メモ化を行わないコードです。遅いので 15 番目のフィボナッチ数 610 に変更しています。JavaScript 版より少し見づらいと思いますがやっている処理自体は変わりません。実行時間は 16 秒程度でした。
fib() {
[ "$1" -lt 3 ] && echo 1 && return 0
echo $(( $( fib $(($1 - 1)) ) + $( fib $(($1 - 2)) ) ))
}
fib 15
メモ化してるのに速くならない
このコードは遅いので JavaScript と同様にメモ化を行います。私は普段 POSIX シェル準拠のコードを書いているのですが、今回はわかりやすさ優先で配列が使える bash コードです。配列部分を eval
を使って memo_N
(N は任意の数字)変数に入れるようにすれば POSIX シェルにも対応させることが出来ます。
memo=(0 1 1)
fib() {
[ "${memo[$1]}" ] && echo "${memo[$1]}" && return 0
memo[$1]=$(( $( fib $(($1 - 1)) ) + $( fib $(($1 - 2)) ) ))
echo "${memo[$1]}"
}
fib 15
実行時間は・・・およそ 16 秒で全く変わりません。つまりメモ化が行われていないということです。さてなぜなのでしょうか?
原因はサブシェル
メモ化が出来ない原因は $( fib $(($1 - 1)) )
の部分です。fib
関数は標準出力に計算した結果を出力しますが、それを受け取るためにコマンド置換$(...)

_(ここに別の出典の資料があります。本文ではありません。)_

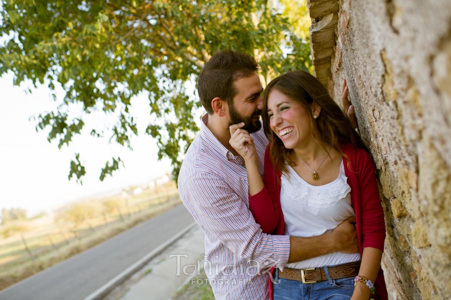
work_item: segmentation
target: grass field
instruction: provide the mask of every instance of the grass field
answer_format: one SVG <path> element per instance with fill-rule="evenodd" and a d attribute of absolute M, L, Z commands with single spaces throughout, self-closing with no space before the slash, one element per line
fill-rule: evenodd
<path fill-rule="evenodd" d="M 133 190 L 139 192 L 85 200 L 62 208 L 54 216 L 0 226 L 0 236 L 8 235 L 0 239 L 0 289 L 180 203 L 172 181 Z M 89 213 L 83 215 L 90 217 L 76 215 L 84 207 Z M 69 217 L 68 211 L 75 216 Z"/>

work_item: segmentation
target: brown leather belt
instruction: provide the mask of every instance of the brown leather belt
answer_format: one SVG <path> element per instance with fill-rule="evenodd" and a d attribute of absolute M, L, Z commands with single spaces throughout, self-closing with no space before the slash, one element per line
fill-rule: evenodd
<path fill-rule="evenodd" d="M 332 279 L 340 279 L 357 276 L 359 274 L 360 268 L 360 261 L 327 267 Z M 279 277 L 284 279 L 302 281 L 303 283 L 314 283 L 318 281 L 328 280 L 324 267 L 306 269 L 292 269 L 286 267 L 284 268 L 283 272 L 279 269 Z"/>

を使用します。コマンド置換はサブシェルを生成します。サブシェルは現在のシェルと同じ環境を作り出すもので、多くのシェルの実装では現在のプロセスをコピー(fork)した子プロセスとして実装されています。つまりコマンド置換の中で呼び出した fib
関数は別プロセスで実行されているのです。別プロセスでメモ化(メモリに計算結果をキャッシュ)したとしても、残念ながら呼び出し元のプロセスには反映されません。またサブシェルが使用する fork はとても遅い処理なので、コマンド置換を多用することはシェルスクリプトを遅くする原因にもなります。
「出力引数パターン」で解決
これを解決するには「出力引数パターン」を使用します。「出力引数パターン」というのはシェルスクリプト用語ではなく MATLAB や他の言語を参考に私がつけた名前で(他にもっといい名前があれば教えて下さい) read
コマンドや getopts
コマンドと同じように引数で指定した変数に戻り値を返すテクニックです。つまり fib ret 15
という形で関数を呼び出し、戻り値を ret
変数に返します。以下はその実装例です。(以下の例では POSIX シェルでも使える eval
を用いて実装していますが、eval
はサブシェルよりはかなりマシとはいえ遅い処理の一つです。bash 等ではeval
を使わない方法もあります。)
memo=(0 1 1)
fib() {
[ "${memo[$2]}" ] && eval "$1=\${memo[\$2]}" && return 0
fib i $(($2 - 1))
fib j $(($2 - 2))
memo[$2]=$((i + j))
eval "$1=\${memo[\$2]}"
}
fib ret 45
echo "$ret"
書き換えたコードを実行してみるとすぐに分かると思いますが 0.1 秒未満で結果が返ってきます。おっと上のコードをよく見て下さい。JavaScript と同じく 45 番目に戻していますよ。JavaScript では 0.4 秒でした。なんとシェルスクリプトの方が速く結果が返ってくるようになってしまいました。まあこれは bash の処理速度が速いわけではなく node 起動のオーバーヘッドが大きいってだけなのですが。処理速度自体は JavaScript の方が速いです。
まとめ
サブシェルというのは他の言語にはないシェルスクリプト特有の概念です。その動きを正しく理解していないと予想していないところでハマったり大幅なパフォーマンス低下を引き起こします。シェルスクリプトを使う上で正しく知っておかなければいけないことの一つです。